Le boom du pétrole au Texas menace la suprématie de Harvard

Fondée le 8 octobre 1636, la plus ancienne université américaine, Harvard, pourrait être détrônée par son homologue du Texas (1883). Elle est assise sur une « mine d’or », des champs pétrolier en sa possession. Ses réserves potentielles sont estimées à 1,7 milliard de barils, soit 153 milliards de dollars au cours actuel, selon l’agence Bloomberg. Chaque jour, au moins 6 millions de dollars sont reversés à l’Université du Texas et bénéficient en partie à son fonds chargé de contribuer au budget universitaire. A l’été 2021, c’était le fonds de Harvard (53,2 milliards de dollars) qui était le plus riche des Etats-Unis et du monde . Le fonds de l’université du Texas (42,9) avait alors déjà dépassé celui de Yale (42,3) pour s’établir en seconde position.

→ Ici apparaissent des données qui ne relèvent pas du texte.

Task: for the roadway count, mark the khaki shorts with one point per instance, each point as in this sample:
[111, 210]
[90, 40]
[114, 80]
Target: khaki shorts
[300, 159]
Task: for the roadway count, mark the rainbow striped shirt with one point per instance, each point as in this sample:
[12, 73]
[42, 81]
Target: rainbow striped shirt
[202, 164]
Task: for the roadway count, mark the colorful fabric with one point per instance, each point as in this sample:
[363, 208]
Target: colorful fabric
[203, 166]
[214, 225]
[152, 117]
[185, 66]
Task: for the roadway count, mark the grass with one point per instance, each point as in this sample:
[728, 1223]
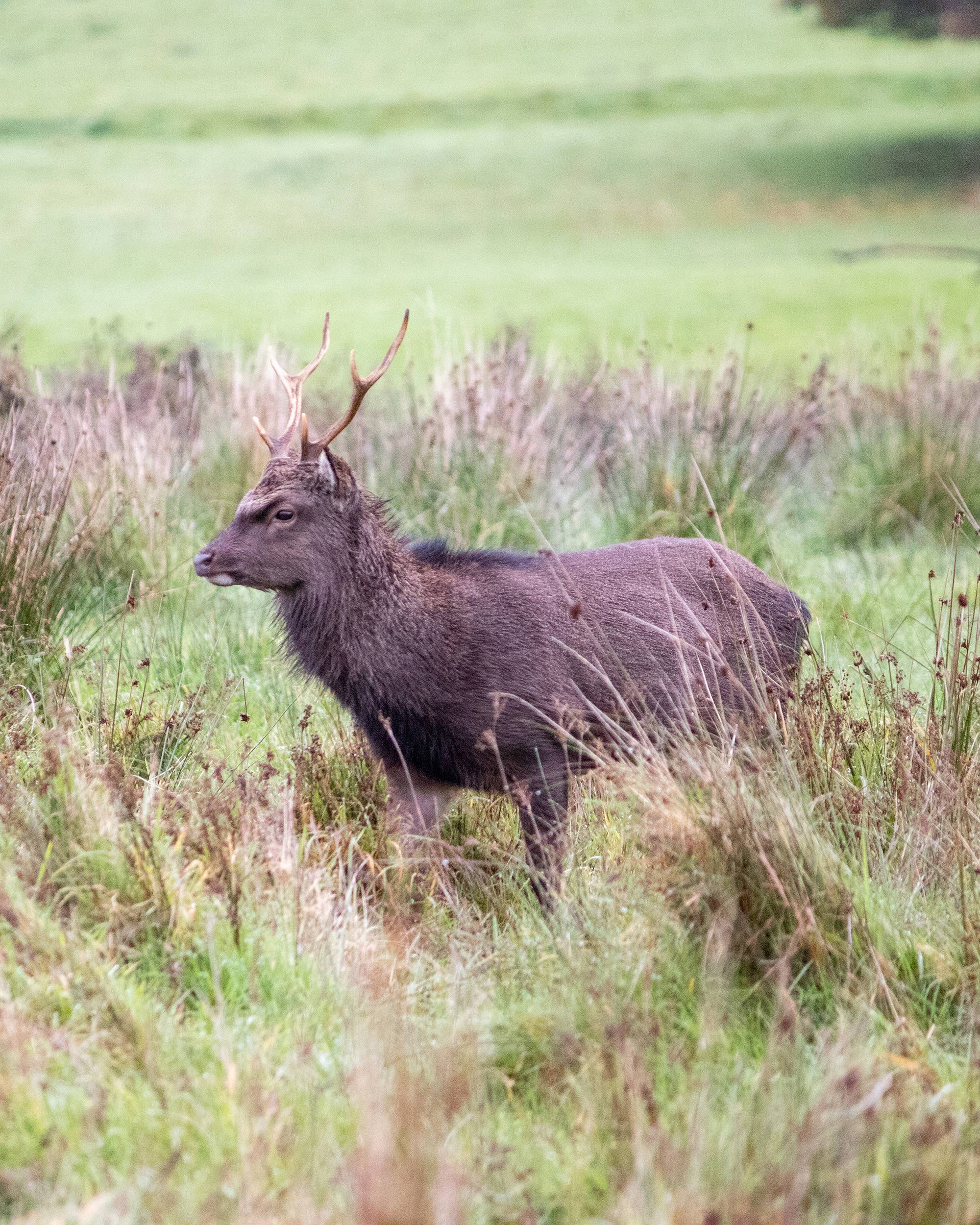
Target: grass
[224, 999]
[618, 174]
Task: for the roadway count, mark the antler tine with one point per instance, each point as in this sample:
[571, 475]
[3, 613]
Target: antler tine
[362, 386]
[293, 385]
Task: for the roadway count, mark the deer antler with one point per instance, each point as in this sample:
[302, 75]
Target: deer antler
[362, 386]
[293, 385]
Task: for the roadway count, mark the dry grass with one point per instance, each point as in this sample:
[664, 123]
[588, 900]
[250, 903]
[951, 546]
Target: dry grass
[224, 996]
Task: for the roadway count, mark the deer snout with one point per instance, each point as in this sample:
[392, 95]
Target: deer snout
[202, 564]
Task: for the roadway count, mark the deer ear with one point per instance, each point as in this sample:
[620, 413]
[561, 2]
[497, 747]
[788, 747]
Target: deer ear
[327, 472]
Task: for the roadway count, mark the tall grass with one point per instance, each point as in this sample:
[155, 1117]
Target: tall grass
[226, 998]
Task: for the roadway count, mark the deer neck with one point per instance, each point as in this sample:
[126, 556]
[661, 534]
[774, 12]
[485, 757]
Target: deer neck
[361, 626]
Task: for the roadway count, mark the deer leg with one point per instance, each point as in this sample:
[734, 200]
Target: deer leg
[543, 804]
[417, 807]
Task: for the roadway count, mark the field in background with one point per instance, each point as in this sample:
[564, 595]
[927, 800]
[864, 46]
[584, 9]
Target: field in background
[635, 170]
[226, 999]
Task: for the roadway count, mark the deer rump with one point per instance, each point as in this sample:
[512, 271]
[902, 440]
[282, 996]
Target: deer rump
[531, 653]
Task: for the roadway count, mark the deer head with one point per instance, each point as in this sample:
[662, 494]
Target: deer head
[303, 515]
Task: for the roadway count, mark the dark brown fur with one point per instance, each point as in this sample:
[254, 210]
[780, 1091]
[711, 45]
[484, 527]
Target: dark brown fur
[469, 669]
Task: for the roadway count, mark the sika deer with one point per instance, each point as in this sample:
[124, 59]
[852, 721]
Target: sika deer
[482, 669]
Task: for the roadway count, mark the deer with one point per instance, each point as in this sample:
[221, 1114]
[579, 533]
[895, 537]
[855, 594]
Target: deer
[491, 670]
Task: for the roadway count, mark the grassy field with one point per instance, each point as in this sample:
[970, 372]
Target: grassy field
[224, 998]
[608, 173]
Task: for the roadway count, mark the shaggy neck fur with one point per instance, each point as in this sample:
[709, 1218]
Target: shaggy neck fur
[349, 624]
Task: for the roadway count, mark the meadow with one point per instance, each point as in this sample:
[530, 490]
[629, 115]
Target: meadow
[226, 998]
[612, 174]
[224, 995]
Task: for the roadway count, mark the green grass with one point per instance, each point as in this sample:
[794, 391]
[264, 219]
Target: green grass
[224, 999]
[612, 174]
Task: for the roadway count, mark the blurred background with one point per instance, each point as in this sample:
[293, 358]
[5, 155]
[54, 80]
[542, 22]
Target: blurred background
[611, 173]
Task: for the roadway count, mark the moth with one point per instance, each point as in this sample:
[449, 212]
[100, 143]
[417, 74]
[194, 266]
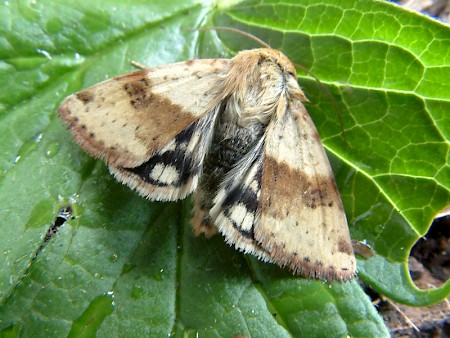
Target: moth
[234, 132]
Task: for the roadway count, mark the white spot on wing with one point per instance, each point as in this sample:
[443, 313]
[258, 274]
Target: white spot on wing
[242, 217]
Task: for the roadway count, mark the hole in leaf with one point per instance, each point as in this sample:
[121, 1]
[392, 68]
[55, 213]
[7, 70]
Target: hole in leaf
[64, 214]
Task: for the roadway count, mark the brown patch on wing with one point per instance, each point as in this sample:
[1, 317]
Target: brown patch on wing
[289, 186]
[122, 121]
[345, 247]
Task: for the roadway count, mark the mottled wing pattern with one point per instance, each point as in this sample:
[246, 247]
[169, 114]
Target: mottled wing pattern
[127, 119]
[302, 223]
[283, 205]
[173, 171]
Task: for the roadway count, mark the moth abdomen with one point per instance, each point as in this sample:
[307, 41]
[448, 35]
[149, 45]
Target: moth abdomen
[230, 143]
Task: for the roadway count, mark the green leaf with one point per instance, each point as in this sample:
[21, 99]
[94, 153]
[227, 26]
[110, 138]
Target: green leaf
[125, 266]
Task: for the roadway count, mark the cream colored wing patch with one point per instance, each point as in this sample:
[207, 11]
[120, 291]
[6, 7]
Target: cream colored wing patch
[302, 223]
[174, 170]
[127, 119]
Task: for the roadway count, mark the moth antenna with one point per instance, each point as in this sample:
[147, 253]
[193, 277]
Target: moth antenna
[234, 30]
[327, 91]
[266, 45]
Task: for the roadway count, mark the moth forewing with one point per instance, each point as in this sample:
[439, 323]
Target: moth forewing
[237, 131]
[125, 120]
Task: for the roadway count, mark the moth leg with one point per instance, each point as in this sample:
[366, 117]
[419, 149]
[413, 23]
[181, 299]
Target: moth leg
[202, 222]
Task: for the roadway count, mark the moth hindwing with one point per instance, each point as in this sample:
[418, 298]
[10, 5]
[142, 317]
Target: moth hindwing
[235, 132]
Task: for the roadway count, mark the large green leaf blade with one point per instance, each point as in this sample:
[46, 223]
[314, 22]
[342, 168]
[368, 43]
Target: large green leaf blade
[392, 166]
[125, 266]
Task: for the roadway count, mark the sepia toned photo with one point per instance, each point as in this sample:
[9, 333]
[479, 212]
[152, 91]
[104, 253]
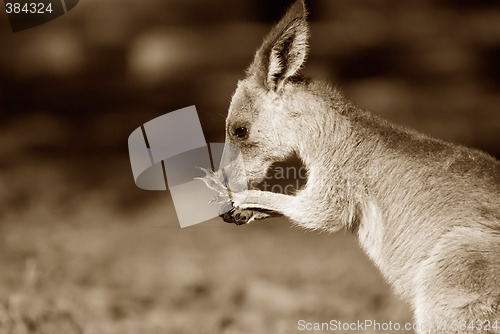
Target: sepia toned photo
[249, 167]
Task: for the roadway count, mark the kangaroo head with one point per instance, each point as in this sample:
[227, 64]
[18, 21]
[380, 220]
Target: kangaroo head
[262, 106]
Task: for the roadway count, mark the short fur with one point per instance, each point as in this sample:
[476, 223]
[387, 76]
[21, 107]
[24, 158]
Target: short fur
[427, 212]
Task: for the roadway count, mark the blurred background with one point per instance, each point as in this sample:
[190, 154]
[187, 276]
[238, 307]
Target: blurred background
[82, 250]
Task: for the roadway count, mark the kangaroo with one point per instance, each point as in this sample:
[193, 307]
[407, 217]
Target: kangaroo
[426, 211]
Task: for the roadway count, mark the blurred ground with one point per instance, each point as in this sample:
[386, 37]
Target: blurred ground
[82, 250]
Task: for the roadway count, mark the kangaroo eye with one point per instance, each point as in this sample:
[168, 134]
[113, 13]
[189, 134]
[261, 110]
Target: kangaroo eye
[241, 132]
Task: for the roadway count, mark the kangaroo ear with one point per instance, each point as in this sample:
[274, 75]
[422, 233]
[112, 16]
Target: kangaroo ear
[284, 50]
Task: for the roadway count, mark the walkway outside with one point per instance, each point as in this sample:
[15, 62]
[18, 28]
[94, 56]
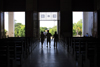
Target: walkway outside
[48, 57]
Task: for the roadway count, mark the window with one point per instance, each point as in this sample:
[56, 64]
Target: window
[42, 16]
[54, 15]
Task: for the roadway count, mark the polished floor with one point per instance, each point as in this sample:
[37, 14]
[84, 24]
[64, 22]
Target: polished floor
[49, 57]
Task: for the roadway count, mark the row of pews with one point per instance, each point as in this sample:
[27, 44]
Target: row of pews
[85, 50]
[14, 50]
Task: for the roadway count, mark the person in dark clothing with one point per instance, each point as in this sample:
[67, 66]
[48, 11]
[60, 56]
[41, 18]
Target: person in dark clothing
[55, 36]
[42, 38]
[48, 38]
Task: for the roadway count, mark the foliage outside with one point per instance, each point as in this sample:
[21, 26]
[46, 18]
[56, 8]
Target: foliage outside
[19, 30]
[51, 30]
[77, 28]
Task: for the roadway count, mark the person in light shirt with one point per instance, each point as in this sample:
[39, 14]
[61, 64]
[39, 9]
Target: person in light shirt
[87, 35]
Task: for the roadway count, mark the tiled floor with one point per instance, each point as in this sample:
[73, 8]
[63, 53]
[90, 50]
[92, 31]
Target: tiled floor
[48, 57]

Il y a 99 ans, l’Université du Texas reçut son premier chèque de 516,63 dollars de la part d’un groupe pétrolier. Son Etat lui avait accordé un vaste territoire de 2,1 millions d’hectares. Ceux qui veulent le prospecter pour en tirer du pétrole doivent lui payer des redevances. Avec le boom pétrolier, l’argent de l’or noir est devenu une source de revenu importante pour l’université. Contrairement à certaines universités de la côte Est, celle du Texas a réaffirmé qu’il n’était pas question de renoncer aux énergies fossiles. Son « fonds souverain universitaire », chargé de contribuer au budget de l’université bénéficie de ces rentrées d’argent régulières. Elles sont investies sur les marchés. Une partie de la manne pétrolière sert aussi aux investissements de l’université du Texas qui gère 8 universités de l’Etat dont la principale est celle d’Austin.

Prise de risque

Harvard ne dispose pas de ces liquidités supplémentaires et ses investissements souffrent dans le contexte actuel. L’année dernière son fonds était très exposé au capital investissement et aux hedge funds pour les deux tiers de ses capitaux, et 14 % sur les actions. Les classes d’actifs défensives (immobilier, obligations indexées sur l’inflation, liquidités) dans le contexte actuel ne représentaient que 17 % de ses encours. A moins que le fonds ait très bien anticipé la crise, il a dû subir une chute significative de ces capitaux cette année. Pour son exercice de 2021 (juin 2020-juin 2021), il avait connu l’une de ses meilleures années avec une performance de 34 %. Il avait toutefois averti dans son rapport annuel qu’il lui serait extrêmement difficile de réitérer cet exploit. L’année dernière le fonds Harvard avait contribué à hauteur de 39 % (2 milliards de dollars) au budget de l’Université , deux fois plus que les étudiants (17 %).

Spectre de 2008

Les grandes universités de la côte Est suivent le modèle de Yale, qui a lancé un fonds dès 1985. Celui-ci place la majorité de ses capitaux dans des actifs alternatifs aux actions et obligations comme l’immobilier, le capital investissement, les hedge funds … Cette prise de risque élevée (illiquidité des investissements) génère des frais importants – commissions des gérants choisis, coût de la sélection et du suivi des fonds – et une grande complexité. Certaines universités investissent dans les fonds de leurs anciens étudiants . Ces 20 dernières années, c’est l’Université de Pennsylvanie qui a connu la plus forte croissance des capitaux de son fonds (365 %) devant Yale à égalité avec Brown (209 %), selon le classement de « Edsmart ». Harvard est en 7e position et a plus que doublé ses capitaux en 20 ans. Son fonds avait plongé de 27,3 % à cause de la grande crise financière de 2008.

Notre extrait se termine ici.